È vero che siamo di natura dinamici, che la vita stessa cambia da un secondo all’altro (sotto alcuni aspetti), che il cambiamento, pur se uno ci mette tanto a produrlo, succede in un’attimo (da un secondo a quello dopo). È vero pure che viviamo in un periodo storico che oserei chiamare “frettoloso”, in cui siamo spinti e spesso costretti a correre fisicamente da un posto all’altro, e mentalmente da un pensiero/ preoccupazione/ compito all’altro. A casa, così come al lavoro, così come in tutto il resto (poco) che ci rimane. Eppure la sensazione che ho è che così facendo si vive in qualche modo accanto o avanti a noi stessi, e non dentro. E se noi non siamo dentro di noi, che vita viviamo? Oppure di chi?

Sempre in questo periodo sono fiorite anche diverse soluzioni alla fretta che ci trascina a vivere nel futuro e che ha come minimo l’effetto ansia: mindfulness, yoga, rilassamento, training autogeno, ecc. Ben vengano, la pratica di queste discipline ci potrebbero aiutare a ritornare in noi e a vivere esattamente quello che c’è adesso, con quello che siamo, con quello che abbiamo, con quello che sentiamo, vediamo, tocchiamo, annusiamo. Quanto si arricchisce un secondo se lo riempiamo di quello che c’è!
Provate a immaginare che posso essere al parco, in una bella giornata di ottobre romano, con il sole che scende tra le foglie gialle di un albero, con l’aria fresca che accarezza la pelle, il cielo sereno che invita alla calma, qualche uccello che canta in versi armoniosi, un neonato che sorride, muove mani e piedi come per voler afferrare l’attimo. Questo sarebbe vivere in pieno il momento.
Certo, qualcuno potrebbe dire, ma ho tante cose da fare, come mi posso concedere questa pace? Ancora di più, visto che le altre cose avranno il loro momento, che potrei vivere anche quelli con pienezza.
Certo, qualcuno potrebbe dire, con le cose belle sono bravi tutti! No, non siamo bravi in questo, ma siamo bravi invece a pensare ad altro. Succede a tutti, proprio in virtù del fatto che la mente umana è allenata a risolvere problemi e quindi quando non ne ha, cerca, sia nel passato, sia nel futuro. E poi, anche i momenti meno piacevoli avrebbero diritto al loro tempo: se ho un problema, gli posso dedicare il suo tempo, e sarò molto più efficiente nel risolverlo così rispetto a rimuginare in continuazione mentre faccio altro.

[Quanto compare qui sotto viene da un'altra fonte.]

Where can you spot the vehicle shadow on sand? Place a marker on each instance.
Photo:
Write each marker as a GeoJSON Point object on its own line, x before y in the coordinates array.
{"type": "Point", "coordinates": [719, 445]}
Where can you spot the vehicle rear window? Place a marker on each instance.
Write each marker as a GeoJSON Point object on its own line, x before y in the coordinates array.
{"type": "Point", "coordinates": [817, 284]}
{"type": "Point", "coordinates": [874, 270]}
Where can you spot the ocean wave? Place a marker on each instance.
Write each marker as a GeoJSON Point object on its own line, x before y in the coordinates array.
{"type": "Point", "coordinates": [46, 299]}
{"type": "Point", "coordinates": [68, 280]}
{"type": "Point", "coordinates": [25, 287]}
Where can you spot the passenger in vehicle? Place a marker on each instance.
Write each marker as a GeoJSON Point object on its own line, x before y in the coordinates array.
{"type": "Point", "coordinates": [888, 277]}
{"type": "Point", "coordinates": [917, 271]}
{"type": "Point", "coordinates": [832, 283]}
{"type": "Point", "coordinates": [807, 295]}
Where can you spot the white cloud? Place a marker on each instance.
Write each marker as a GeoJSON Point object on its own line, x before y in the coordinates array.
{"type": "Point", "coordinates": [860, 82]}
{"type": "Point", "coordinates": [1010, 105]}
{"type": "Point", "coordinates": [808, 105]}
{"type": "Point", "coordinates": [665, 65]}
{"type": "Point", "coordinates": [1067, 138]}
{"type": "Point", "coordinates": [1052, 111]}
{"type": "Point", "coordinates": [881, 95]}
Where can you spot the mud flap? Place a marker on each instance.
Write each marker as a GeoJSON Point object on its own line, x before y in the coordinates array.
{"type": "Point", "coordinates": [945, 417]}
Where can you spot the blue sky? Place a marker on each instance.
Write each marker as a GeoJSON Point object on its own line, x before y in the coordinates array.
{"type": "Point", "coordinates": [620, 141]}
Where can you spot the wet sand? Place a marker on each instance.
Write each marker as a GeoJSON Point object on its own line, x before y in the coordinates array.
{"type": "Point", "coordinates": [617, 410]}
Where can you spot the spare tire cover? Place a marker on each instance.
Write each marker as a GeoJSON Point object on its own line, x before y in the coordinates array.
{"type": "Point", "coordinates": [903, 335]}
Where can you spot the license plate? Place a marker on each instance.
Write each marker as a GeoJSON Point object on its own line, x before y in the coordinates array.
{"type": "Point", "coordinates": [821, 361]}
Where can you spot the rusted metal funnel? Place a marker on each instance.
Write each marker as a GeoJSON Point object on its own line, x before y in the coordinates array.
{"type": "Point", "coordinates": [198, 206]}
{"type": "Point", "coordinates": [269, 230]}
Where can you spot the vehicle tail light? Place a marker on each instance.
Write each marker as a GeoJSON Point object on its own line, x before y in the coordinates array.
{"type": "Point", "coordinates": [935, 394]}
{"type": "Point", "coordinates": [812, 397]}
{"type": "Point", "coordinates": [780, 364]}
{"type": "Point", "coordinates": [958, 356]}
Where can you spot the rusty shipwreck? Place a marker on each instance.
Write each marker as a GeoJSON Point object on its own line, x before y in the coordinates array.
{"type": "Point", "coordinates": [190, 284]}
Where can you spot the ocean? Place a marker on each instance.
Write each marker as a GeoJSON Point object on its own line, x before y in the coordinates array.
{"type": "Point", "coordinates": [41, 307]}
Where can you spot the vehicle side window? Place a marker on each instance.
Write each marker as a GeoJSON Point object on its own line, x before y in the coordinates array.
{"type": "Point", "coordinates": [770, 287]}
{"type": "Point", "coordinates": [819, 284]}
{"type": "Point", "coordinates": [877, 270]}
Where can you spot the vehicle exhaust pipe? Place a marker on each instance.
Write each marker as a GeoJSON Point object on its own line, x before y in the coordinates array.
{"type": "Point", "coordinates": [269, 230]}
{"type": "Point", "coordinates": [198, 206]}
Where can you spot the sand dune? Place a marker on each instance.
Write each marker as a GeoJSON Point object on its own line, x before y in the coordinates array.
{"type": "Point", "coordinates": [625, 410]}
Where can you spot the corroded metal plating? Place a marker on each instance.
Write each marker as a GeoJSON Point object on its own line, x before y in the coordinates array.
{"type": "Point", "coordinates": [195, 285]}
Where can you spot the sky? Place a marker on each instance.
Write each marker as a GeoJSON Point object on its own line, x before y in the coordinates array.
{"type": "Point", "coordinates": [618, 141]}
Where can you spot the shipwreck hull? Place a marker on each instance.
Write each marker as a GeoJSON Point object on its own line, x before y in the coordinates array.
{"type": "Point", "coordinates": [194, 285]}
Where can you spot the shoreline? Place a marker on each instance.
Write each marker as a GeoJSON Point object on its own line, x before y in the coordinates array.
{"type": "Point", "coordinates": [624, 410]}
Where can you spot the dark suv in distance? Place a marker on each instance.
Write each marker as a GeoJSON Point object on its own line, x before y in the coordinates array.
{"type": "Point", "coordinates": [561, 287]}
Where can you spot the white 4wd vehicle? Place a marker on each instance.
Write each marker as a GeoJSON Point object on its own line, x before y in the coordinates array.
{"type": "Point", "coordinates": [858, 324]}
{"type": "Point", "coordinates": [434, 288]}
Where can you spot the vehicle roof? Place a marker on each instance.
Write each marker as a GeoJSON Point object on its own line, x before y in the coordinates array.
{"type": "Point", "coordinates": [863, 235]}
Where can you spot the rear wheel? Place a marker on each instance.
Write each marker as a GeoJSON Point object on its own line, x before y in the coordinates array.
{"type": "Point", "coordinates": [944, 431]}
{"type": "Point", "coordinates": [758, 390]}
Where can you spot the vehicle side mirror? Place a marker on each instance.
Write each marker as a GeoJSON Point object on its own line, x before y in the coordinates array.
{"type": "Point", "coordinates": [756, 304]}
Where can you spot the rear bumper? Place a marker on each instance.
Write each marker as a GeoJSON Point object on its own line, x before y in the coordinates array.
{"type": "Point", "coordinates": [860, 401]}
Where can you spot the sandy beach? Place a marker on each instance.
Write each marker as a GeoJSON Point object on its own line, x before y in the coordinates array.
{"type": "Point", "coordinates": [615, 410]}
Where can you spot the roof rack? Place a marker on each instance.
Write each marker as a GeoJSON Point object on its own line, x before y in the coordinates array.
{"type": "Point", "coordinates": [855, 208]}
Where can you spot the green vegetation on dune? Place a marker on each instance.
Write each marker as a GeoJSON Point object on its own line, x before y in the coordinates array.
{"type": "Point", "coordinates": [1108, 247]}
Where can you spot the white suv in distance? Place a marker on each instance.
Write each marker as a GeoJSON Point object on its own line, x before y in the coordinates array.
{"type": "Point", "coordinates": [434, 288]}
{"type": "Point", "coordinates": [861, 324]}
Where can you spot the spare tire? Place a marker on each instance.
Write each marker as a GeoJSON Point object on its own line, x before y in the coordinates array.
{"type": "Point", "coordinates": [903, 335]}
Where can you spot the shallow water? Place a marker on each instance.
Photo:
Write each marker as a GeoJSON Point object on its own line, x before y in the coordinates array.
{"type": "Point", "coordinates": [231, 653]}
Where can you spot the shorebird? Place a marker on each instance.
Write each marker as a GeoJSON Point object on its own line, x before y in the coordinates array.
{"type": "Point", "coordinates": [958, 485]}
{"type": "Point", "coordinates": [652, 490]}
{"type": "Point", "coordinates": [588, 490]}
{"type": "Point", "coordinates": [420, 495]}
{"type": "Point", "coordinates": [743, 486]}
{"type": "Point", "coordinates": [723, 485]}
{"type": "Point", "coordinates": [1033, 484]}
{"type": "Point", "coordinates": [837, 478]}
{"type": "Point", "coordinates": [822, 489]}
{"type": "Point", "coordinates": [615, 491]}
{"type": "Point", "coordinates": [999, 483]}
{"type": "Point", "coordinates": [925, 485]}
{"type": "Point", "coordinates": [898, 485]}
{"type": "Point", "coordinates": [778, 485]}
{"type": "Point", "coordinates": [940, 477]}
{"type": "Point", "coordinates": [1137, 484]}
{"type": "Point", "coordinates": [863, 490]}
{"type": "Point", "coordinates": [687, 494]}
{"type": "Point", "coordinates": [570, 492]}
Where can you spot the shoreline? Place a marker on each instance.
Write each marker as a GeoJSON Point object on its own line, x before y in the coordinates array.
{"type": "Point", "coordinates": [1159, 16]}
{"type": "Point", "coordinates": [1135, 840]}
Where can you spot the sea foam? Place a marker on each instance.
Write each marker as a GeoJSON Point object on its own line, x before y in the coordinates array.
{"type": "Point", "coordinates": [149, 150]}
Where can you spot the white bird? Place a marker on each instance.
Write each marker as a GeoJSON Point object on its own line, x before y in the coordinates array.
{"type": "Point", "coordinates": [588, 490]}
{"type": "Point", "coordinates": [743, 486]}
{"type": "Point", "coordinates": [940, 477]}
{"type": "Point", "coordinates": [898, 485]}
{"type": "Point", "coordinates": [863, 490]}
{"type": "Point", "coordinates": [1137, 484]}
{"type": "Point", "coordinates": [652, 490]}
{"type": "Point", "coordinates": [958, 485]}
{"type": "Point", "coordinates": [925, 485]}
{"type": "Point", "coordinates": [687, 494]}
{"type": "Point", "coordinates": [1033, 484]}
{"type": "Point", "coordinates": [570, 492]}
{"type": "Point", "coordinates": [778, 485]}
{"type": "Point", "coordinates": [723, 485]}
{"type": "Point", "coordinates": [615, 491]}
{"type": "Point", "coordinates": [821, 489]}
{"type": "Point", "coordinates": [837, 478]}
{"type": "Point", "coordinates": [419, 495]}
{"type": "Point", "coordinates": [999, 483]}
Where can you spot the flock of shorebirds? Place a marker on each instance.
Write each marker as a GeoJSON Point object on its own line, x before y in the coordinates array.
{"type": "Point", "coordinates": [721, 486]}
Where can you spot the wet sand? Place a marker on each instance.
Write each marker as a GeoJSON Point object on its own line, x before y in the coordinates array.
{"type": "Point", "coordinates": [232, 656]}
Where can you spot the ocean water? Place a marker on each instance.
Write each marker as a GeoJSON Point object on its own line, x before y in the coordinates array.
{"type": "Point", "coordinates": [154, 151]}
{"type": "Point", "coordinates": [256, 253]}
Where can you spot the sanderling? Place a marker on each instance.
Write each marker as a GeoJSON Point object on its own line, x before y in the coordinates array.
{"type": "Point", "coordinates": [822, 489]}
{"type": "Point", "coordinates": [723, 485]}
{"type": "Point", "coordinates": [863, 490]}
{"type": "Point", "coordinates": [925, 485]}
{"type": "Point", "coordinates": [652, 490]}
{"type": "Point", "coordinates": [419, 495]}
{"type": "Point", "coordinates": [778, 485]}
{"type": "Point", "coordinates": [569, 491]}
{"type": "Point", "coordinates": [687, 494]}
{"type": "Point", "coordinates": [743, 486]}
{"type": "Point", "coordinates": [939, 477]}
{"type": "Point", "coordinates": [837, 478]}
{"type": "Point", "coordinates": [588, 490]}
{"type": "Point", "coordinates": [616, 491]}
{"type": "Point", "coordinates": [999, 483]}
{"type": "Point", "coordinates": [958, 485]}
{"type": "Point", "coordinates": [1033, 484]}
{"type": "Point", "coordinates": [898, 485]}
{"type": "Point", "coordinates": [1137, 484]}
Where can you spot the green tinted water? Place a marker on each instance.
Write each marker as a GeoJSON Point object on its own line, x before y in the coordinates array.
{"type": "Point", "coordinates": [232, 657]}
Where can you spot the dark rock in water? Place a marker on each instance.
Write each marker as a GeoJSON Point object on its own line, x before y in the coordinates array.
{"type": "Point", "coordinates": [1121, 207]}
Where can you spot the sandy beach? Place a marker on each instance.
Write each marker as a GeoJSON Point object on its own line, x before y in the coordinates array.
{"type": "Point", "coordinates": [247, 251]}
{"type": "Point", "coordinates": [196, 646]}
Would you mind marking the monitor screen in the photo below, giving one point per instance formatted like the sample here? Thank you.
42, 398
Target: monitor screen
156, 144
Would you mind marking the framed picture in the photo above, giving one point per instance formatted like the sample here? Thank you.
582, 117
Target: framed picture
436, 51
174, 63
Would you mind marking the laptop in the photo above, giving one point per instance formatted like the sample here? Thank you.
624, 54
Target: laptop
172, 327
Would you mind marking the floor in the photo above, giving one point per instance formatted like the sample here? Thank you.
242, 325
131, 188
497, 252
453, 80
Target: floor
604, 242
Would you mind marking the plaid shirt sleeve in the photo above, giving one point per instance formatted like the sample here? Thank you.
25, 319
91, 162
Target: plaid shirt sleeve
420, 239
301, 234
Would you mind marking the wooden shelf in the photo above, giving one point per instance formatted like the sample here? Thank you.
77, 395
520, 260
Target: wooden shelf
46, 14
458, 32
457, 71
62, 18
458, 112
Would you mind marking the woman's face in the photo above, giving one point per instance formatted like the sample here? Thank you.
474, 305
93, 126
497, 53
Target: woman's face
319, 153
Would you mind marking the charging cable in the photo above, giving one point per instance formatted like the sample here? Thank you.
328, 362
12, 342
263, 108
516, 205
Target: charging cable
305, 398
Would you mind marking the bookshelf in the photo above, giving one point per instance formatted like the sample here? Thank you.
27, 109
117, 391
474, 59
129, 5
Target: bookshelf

Se lavo i piatti e non mi piace, vivrei meglio quel momento se mi mettessi l’animo in pace che quello è il momento dei piatti, rispetto a dirmi quanto non mi piace. Se sono triste per un certo motivo, posso dedicarmi tempo di vivere quella tristezza, come per consumarla, invece di rimandarla, evitarla, e così facendo portarmela dietro.
P.S.:Quel “qualcuno potrebbe dire”, di fatto, è la mia mente, e mentre scrivo del non pensare ad altro, penso ad altro. Rendo l’idea?